Se trata de despertar a la serpiente dormida
y enroscada tres veces y media en el chakra inferior
y dirigirla hasta el chakra superior.
Sólo así podrá unirse el cuerpo y el espíritu.
Fui payasa en Nueva York durante quince años después de dejar Buenos Aires siguiendo a Bruno. Actué tan bien durante todo ese tiempo que llegué a creerme que no me gustaba el trapecio. Me equivoqué sobre muchas cosas: que los proyectos de él eran los míos y que cualquier decisión que tomara en mi vida debía de contar con su beneplácito. Pude ser trapecista, pero elegí ser payasa para no hacerle sombra, para no competir con él. Pensé que bastaba tenerlo a mi lado para ser feliz. Sin duda, me equivoqué.
Él volaba desafiando las leyes de la gravedad y yo, convertida en payasa, hacía descansar los enormes zapatones en el suelo mientras una gran sonrisa de maquillaje desfiguraba mi rostro, tanto como se deformaba mi cuerpo dentro del traje de colores. Aproveché algunas de sus ausencias para hacer piruetas en el aire, para despegar mis alas, ajadas de falta de uso. El leve aleteo que produjeron albergó una duda. Después, oculté las telas con las que me colgaba en los árboles del parque.
Nunca me preguntó sobre mi decisión de dejar el trapecio. Pensé que gracias a ello se acabarían los celos y las presiones, los gritos y los menosprecios, pero la violencia siguió aferrada a otras excusas. Cuando le propuse ser madre, Bruno se negó a compartirme, quería que lo cuidara y, sobre todo, que le ayudara a crecer sobre un trapecio mientras mis suelas desgastada de payasa se hundían más y más en el barro de Central Park.

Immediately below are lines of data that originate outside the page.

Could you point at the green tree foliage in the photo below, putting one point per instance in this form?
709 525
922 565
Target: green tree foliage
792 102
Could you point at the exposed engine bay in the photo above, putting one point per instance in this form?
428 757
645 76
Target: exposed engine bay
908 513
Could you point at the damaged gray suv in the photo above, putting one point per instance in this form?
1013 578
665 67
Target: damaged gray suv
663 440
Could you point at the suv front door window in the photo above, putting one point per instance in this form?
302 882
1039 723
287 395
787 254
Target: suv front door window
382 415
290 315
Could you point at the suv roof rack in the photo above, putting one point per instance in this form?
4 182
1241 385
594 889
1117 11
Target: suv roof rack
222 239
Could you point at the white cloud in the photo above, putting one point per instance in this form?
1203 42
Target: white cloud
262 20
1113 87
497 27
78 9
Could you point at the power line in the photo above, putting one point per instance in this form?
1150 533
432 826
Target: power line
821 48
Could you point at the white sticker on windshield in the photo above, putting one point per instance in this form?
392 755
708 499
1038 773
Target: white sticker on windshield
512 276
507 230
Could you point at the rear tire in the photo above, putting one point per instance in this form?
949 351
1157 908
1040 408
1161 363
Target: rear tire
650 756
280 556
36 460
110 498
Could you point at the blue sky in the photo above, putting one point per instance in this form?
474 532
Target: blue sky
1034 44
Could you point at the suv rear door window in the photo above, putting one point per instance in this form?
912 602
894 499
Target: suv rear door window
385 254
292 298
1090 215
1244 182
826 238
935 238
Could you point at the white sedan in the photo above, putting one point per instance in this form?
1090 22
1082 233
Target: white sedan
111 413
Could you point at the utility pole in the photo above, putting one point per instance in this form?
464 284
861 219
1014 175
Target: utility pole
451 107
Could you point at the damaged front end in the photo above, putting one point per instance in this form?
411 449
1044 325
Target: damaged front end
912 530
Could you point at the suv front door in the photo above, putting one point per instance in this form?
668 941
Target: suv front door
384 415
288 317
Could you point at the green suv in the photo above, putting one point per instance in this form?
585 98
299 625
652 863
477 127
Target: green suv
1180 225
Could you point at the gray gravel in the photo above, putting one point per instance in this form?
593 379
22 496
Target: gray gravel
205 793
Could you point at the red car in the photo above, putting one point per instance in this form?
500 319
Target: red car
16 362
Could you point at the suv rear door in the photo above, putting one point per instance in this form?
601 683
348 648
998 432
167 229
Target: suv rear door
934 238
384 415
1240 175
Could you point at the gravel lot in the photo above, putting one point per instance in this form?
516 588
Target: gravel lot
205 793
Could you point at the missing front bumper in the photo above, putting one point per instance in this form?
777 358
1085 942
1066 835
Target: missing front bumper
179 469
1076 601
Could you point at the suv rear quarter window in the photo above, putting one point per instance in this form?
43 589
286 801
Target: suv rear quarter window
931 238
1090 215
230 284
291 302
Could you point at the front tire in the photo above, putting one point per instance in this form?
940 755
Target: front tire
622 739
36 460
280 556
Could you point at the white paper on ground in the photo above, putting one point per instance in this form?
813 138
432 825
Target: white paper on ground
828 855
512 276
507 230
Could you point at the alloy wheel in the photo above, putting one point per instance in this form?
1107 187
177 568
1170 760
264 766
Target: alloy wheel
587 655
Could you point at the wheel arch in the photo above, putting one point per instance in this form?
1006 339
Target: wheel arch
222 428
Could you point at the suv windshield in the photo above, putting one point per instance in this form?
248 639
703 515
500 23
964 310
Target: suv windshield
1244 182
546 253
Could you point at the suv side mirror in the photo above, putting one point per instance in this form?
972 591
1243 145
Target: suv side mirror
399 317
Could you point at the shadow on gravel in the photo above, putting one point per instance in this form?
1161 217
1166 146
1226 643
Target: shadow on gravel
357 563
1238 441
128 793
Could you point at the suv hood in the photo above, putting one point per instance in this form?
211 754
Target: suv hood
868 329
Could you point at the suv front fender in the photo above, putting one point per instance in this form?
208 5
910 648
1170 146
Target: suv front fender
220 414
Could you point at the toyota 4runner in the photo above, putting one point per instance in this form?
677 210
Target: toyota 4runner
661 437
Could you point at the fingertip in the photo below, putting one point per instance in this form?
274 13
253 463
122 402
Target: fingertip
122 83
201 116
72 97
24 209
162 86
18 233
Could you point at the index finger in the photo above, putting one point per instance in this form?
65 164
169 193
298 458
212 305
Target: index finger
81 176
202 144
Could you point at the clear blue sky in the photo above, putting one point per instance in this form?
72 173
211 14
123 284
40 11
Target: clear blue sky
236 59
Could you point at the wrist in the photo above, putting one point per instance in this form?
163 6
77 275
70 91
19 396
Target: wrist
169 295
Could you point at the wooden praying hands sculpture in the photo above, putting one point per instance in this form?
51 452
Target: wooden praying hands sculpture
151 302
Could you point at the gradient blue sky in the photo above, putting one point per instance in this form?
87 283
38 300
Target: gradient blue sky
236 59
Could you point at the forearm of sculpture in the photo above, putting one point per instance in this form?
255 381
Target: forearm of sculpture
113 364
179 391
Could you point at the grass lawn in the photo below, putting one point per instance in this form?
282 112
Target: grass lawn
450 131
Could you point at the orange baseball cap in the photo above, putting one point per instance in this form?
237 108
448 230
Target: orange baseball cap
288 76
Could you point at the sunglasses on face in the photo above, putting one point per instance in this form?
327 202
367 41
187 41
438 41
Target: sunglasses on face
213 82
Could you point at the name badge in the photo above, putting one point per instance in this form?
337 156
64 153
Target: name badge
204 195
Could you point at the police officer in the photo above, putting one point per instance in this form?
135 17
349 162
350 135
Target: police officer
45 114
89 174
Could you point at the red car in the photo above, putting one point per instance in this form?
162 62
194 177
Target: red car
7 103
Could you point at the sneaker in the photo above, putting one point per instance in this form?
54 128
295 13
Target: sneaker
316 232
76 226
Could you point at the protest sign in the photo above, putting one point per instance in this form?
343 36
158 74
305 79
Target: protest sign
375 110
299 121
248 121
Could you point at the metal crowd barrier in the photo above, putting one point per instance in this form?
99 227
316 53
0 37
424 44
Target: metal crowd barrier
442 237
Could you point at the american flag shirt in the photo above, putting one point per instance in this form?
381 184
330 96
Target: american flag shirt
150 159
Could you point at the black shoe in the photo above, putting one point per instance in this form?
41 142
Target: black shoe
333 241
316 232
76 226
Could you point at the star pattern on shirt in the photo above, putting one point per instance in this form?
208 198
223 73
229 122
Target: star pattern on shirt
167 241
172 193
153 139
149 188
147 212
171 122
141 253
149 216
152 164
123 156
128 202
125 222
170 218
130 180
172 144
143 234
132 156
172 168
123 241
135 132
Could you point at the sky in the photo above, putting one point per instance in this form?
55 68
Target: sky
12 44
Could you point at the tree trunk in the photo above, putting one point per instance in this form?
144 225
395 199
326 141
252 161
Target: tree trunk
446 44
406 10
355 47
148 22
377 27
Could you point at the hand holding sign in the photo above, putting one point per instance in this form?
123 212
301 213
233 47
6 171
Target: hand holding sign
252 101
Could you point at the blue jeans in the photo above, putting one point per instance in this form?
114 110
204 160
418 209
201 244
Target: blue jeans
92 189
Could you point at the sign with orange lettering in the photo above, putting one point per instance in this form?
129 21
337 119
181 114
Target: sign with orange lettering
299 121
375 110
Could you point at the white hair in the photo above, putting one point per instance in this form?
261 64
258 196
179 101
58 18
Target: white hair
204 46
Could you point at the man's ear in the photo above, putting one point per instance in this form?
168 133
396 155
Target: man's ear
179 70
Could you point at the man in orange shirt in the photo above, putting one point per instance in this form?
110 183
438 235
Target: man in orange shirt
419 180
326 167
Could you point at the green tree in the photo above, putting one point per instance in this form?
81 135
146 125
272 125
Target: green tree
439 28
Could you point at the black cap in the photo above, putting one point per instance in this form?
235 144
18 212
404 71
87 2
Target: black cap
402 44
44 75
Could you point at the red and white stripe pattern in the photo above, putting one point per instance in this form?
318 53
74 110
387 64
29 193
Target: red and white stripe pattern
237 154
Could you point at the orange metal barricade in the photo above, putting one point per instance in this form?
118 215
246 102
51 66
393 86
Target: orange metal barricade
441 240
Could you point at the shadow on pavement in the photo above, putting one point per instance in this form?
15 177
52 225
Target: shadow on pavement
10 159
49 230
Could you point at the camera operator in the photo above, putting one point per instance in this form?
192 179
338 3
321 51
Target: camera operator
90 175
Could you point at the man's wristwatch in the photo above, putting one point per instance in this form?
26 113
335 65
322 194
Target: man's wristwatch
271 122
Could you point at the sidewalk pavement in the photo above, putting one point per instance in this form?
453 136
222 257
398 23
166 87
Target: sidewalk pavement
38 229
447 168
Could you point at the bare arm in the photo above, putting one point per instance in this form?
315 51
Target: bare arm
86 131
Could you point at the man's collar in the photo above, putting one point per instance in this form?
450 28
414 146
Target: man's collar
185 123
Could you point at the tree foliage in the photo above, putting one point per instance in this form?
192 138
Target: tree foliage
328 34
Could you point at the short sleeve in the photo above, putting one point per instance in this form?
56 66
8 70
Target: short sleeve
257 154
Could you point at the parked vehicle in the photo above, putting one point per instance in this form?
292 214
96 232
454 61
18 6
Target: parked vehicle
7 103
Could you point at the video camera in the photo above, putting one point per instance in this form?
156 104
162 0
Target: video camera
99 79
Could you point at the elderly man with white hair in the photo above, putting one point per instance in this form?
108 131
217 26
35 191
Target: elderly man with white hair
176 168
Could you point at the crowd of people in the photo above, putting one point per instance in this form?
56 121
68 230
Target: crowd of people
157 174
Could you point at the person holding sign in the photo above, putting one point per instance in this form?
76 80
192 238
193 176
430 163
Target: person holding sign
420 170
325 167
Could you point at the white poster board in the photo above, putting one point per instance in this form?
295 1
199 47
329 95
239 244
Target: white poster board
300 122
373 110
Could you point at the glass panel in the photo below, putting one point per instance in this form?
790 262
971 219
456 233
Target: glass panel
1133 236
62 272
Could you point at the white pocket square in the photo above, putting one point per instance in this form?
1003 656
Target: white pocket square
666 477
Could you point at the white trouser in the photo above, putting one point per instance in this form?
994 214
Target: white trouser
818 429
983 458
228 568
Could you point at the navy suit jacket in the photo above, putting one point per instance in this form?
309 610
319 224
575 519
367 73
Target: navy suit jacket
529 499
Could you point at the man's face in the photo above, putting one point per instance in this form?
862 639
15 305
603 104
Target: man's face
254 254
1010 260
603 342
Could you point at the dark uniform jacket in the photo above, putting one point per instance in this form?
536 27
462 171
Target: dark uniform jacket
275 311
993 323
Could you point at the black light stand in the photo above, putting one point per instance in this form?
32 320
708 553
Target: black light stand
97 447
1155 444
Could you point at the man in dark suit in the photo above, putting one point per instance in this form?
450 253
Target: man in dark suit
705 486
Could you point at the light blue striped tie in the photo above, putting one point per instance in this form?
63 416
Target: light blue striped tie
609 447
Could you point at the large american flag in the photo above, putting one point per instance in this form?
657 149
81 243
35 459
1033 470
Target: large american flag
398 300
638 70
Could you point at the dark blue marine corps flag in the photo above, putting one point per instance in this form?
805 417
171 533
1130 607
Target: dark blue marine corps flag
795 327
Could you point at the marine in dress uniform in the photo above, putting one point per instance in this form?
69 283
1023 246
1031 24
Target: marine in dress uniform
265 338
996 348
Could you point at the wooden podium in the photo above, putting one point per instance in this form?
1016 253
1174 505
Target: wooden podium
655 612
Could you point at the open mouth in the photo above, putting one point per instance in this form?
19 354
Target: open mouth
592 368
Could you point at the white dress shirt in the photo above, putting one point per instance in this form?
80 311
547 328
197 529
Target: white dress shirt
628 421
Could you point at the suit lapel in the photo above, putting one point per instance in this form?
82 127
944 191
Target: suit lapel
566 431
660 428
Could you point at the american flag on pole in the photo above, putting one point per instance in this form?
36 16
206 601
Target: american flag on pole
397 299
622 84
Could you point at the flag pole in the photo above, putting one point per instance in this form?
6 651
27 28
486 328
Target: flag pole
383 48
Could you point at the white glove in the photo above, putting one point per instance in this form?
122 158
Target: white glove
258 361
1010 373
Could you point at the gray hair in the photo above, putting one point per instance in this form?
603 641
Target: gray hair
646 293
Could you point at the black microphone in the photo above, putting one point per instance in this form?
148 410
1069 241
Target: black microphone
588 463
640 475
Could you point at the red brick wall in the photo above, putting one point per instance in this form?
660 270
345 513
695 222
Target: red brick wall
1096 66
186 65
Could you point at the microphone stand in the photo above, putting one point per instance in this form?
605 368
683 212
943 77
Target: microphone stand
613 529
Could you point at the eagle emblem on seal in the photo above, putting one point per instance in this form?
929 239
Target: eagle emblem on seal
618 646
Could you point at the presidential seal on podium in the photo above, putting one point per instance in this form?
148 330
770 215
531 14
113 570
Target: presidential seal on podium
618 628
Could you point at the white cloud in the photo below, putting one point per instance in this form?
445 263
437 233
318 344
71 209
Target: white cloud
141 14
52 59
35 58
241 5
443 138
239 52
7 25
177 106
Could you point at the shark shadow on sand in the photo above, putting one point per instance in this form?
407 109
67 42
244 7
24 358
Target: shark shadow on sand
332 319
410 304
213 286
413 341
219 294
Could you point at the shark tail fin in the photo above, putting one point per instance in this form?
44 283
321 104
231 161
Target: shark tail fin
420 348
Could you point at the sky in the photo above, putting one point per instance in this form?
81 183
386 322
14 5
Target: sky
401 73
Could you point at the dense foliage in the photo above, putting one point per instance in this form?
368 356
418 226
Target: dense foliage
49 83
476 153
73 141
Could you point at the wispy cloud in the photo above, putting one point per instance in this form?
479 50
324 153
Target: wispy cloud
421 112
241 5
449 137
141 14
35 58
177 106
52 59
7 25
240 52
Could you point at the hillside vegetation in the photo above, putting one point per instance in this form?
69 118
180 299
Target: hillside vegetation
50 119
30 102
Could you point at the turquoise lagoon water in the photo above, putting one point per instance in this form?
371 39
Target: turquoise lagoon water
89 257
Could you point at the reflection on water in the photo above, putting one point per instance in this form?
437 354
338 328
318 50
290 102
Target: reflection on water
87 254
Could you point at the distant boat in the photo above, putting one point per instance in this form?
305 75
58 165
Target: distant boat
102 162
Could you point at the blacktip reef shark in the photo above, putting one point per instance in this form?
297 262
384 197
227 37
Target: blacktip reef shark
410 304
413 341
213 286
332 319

Conocí a Javier después, en un lugar tranquilo al este de Uruguay, al que huí intentando olvidar los gritos, los ninguneos, los insultos y las violaciones que padecí y que, solo tras mucho esfuerzo y ayuda, pude identificar como violencia. En aquella época ya saltaba por las telas como un chimpancé y solo me bajaba de ellas para sumergirme en el océano Atlántico y sentirme pez. Me resistía a tocar al suelo y la tierra con los pies.
Javier me reconoció y fue despacio, incluso intentó subir a las telas y permanecer a mi lado, pero era muy difícil para él sostenerse en las alturas y, todavía más, seguirme. Las ansias de libertad me habían transformado en un pájaro imbatible que, sin embargo, se asustaba con la crueldad que podía emanar del paraíso, con la fragilidad de la felicidad malentendida, con el fuego egoísta que confundí con el amor. Sólo me dejaba sentir un cuerpo que ya nunca más se arrastraría.
Un día, desde la torre más alta de la laguna Rocha, vi a Javier recogiendo la basura que habían dejado los visitantes del fin de semana en el mismo punto donde el agua dulce se junta con el mar. Me gustó su generosidad con la naturaleza y bajé a ayudarle. La arena, a esa hora de la tarde, todavía estaba cálida. Mis pies se sintieron reconfortados y dejaron que el agua también los acariciara. Javier me explicó que no lo hacía por generosidad, sino por la vergüenza que en ocasiones le causaba su propia especie humana. Yo, que había sido payasa, pero que ahora era pez y pájaro, comprendí muy bien lo que aquella frase significaba.
A partir de ese día, compartimos la mirada desde el cielo, desde el agua, desde la arena y pedimos a las personas que vienen a pasar el día en el lago que disfruten del entorno y sus seres sin dañarlos porque, todas y todos, formamos parte de él.
* Este relato lo he escrito con motivo de la campaña “Mujeres libres, Mujeres en paz. ACTÚA, las violencias de género no distinguen fronteras”, organizada por la Agencia Española de Cooperación (AECID) y la Coordinadora de ONGD-España. Nos sumamos a los “16 días de Activismo contra la Violencia de Género” impulsada por Naciones Unidas, con el objetivo de sensibilizar a toda la sociedad sobre las causas y consecuencias de las violencias que sufren las mujeres y las niñas en el mundo.